Javier Maqua, entre el cine y la literatura
por José Luis Muñoz
Es tan conocido Javier Maqua (Madrid, 1945) en su faceta literaria como cinematográfica. Películas como Tú estás loco Briones, Chevrolet, Carne de gallina o Apuntarse a un bombardeo se alternan con novelas como Las condiciones objetivas, La mosca sin atributos, Invierno sin pretexto, Uso de razón, Padre e hija, Amor africano o Fusilamientos, instrucciones de uso, con las que ha obtenido el premio Café Gijón o el Ciudad de Badajoz, entre otros. Tampoco le ha hecho ascos este singular creador al teatro: Triste animal, La soledad del guardaespaldas, El cuerpo de Ignacio de Loyola, La venganza de la señorita Trévelez, Triple garganta, Coches abandonados y El hombre risa. Un hombre orquesta polivalente y con fama de francotirador irreverente.
La sombra, novela breve de 113 páginas, habla de los mejores años de su vida, o de nuestra vida para los lectores que se reconozcan generacionalmente con la época que recrea Javier Maqua. Reúne el escritor madrileño, buceando entre la ternura y el humor surreal, fotogramas del niño adolescente que fuimos y de los sueños que tenían lugar en las salas de cine, en donde todo era posible: los aventis de Juan Marsé. Así es que el cine, y la infancia en una España negra que sólo salía del blanco y negro en las pantallas de los cinematógrafos, presiden este libro impregnado de ternura, nostalgia y humor.
Pergeña el autor los recuerdos imborrables de la escuela, los retratos de esos compañeros de clase que tenían la mala fortuna de destacar negativamente. Tras las gafas, veía sus enormes ojos de buey degollado: San Benito Gómez al cuadrado, huérfano, gratuito, el tonto de la clase, injustamente humillado y ofendido por una fiera corrupia. Hay una cierta querencia por el surrealismo y lo hiperbólico, presentes en todo el libro, que lo recorren.
El cine está muy presente en la novela a través de las incidencias del rodaje de 55 días en Pekín, del que forman parte como extras los protagonistas de La sombra. Un autocar nos llevaba desde la Moncloa hasta las puertas de la Ciudad Prohibida. Pasábamos numerosos controles—vestuario, maquillaje, atrezo—antes de convertirnos en chinos; controles, que, si al principio nos divertían, pronto se hicieron tediosos. Y la cinefilia, muy crítica con esa impersonal película de Nicholas Ray. “Ni huella del maestro” sentenció Álvaro.

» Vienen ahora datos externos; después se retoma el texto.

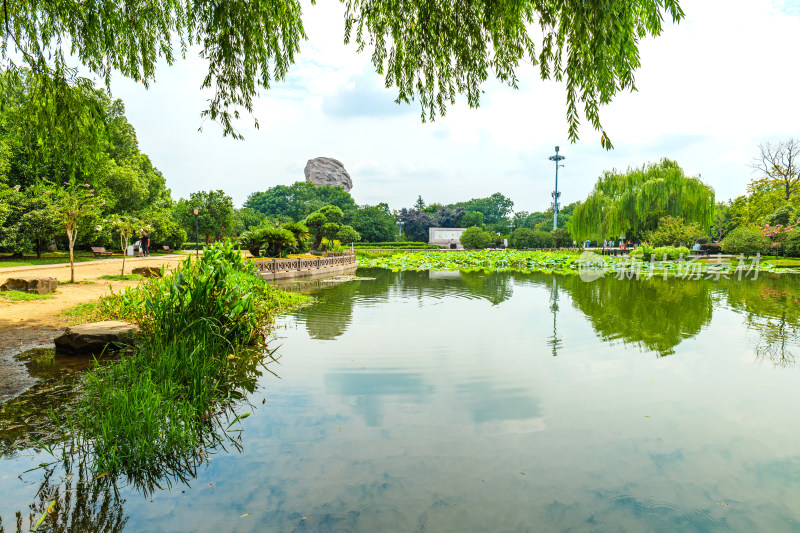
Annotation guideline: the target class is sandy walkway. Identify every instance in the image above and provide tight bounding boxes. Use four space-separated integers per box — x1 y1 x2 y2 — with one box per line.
0 255 185 401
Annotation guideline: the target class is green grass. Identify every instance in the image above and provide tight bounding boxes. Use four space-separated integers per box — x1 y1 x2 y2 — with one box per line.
0 252 109 268
99 274 144 281
764 257 800 268
0 291 53 302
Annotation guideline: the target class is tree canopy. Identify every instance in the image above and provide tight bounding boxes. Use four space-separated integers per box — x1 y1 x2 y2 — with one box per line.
568 159 714 240
0 0 684 147
244 181 356 221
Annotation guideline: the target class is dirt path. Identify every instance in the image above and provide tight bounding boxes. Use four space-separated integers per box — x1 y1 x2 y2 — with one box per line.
0 255 185 401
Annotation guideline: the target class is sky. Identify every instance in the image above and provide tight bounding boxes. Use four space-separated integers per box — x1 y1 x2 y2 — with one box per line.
112 0 800 212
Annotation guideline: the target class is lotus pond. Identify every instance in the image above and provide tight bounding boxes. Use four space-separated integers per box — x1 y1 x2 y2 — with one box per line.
0 266 800 532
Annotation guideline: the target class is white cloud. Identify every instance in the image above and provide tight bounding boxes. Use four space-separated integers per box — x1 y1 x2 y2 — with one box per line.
113 0 800 211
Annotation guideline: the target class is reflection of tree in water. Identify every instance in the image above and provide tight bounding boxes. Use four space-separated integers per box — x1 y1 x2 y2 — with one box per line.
0 466 128 533
725 274 800 366
296 269 400 340
562 276 713 356
296 268 513 340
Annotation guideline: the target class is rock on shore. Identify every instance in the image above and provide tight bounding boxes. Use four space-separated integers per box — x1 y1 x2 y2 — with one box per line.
55 320 139 354
0 278 58 294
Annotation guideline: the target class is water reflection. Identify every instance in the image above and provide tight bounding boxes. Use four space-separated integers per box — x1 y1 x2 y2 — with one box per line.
0 270 800 533
325 371 433 427
457 380 542 424
725 275 800 366
0 465 128 533
562 276 714 356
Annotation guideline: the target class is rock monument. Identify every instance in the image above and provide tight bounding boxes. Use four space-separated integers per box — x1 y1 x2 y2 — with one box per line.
304 157 353 192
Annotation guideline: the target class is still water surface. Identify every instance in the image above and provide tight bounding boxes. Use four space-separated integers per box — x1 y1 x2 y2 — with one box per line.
0 269 800 532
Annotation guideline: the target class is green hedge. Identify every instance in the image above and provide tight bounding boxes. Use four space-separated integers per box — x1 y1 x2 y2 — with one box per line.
353 242 439 250
630 244 691 261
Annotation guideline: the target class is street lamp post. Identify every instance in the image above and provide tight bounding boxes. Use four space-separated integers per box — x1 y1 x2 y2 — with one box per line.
548 146 566 229
192 207 200 257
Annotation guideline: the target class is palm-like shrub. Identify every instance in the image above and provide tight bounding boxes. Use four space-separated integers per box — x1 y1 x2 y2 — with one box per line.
239 227 297 257
722 226 769 256
459 226 495 248
509 228 555 250
281 222 311 254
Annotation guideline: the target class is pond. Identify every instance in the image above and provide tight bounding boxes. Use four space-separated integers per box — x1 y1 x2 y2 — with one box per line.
0 269 800 532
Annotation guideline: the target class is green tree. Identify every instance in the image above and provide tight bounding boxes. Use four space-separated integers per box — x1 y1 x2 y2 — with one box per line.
449 192 514 225
753 139 800 202
109 215 144 276
722 226 769 256
550 228 572 248
397 208 436 242
645 216 703 246
344 203 397 242
176 190 233 244
509 228 555 250
1 0 684 147
303 205 343 250
456 211 483 228
567 159 714 240
244 181 356 221
233 207 266 235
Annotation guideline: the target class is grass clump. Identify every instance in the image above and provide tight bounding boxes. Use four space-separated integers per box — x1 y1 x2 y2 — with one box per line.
98 274 143 281
69 244 308 476
0 291 53 302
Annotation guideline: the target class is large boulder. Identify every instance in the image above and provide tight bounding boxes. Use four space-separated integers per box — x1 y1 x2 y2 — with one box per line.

Las referencias al séptimo arte son continuas; el cine es la única puerta de escape de una generación sumida en la mediocridad más absoluta y condenada a una educación autoritaria. El cine es una ventana abierta al mundo. Las fronteras se cruzan, dijo. Atravesó la ventana y cayó al vacío. Era una frase de El pistolero, de Henry King, un director que no estimaba demasiado. Descanse en paz.
Ubica Javier Maqua su narración memorialista en esa España del tardofranquismo convertida toda ella en un inmenso plató cinematográfico. La Gran Muralla había sido derribada. En su lugar, se elevaba, majestuosa, la silueta de la Roma Imperial. Una película sucedía a otra película; un decorado, a otro decorado; una sombra, a otra sombra.
Libro breve, pero intenso, en donde las emociones afloran entre los recuerdos y el cine se convierte en una adicción salvadora. Sí, la cinefilia, a veces, mata, y la que no mata engorda.